Le 8 août 2026, des centaines de manifestants ont arpenté les rues de Johannesburg, Pretoria, Le Cap et Durban sous la bannière d’Operation Ubuntu pour dénoncer la montée de la xénophobie et s’opposer au projet de modification de la loi PIE, exigeant des autorités sud-africaines justice et protection pour tous.
Sous la bannière d’Operation Ubuntu, plus de 60 organisations de la société civile représentant des communautés à travers le pays se sont mobilisées pour une journée d’action le 8 août 2026, à la veille de la Journée de la femme.
Mobilisation contre les violences xénophobes et appels à la responsabilité de l’État
Les rassemblements organisés dans plusieurs grandes métropoles sud-africaines visaient à briser le silence face aux intimidations et aux pillages visant les commerces tenus par des ressortissants étrangers. Des militants et des habitants ont battu le pavé pour exprimer leur solidarité avec les migrants touchés par les tensions économiques et sociales.

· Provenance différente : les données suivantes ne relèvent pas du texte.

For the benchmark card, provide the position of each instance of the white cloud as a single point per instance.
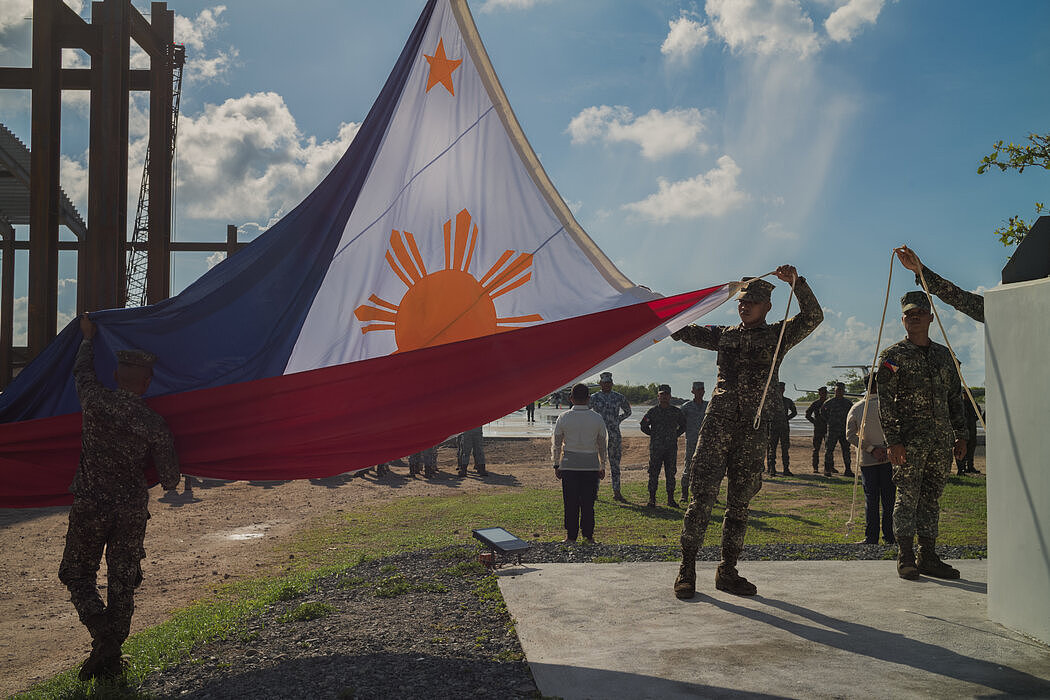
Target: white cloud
(685, 38)
(494, 5)
(213, 68)
(714, 193)
(195, 34)
(656, 132)
(66, 312)
(763, 26)
(847, 20)
(777, 230)
(72, 177)
(247, 158)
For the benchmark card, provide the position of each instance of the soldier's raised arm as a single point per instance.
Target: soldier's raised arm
(969, 303)
(810, 314)
(85, 380)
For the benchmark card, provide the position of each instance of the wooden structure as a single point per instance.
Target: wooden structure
(102, 249)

À Johannesburg, Phakamile Johnny a déclaré lors de la manifestation, selon l’agence Anadolu Ajansı, qu’on ne pouvait pas rester silencieux et assister sans rien faire à l’agression et à l’attaque d’êtres humains semblables ainsi qu’au pillage de leurs entreprises, ajoutant que cela devait cesser immédiatement.

Cette colère s’inscrit dans un contexte marqué par l’action de groupes de justiciers autoproclamés menant des campagnes de contrôle de documents d’identité dans les quartiers. Pour les organisateurs et les mouvements syndicaux, ces tensions ne découlent pas de la présence des migrants, mais bien de défaillances structurelles en matière de gouvernance. Mametlwe Sebei, président du syndicat South Africa General Workers Industry, a souligné que les difficultés liées au chômage et au logement relèvent de la responsabilité des pouvoirs publics, rejetant les amalgames liant immigration et criminalité.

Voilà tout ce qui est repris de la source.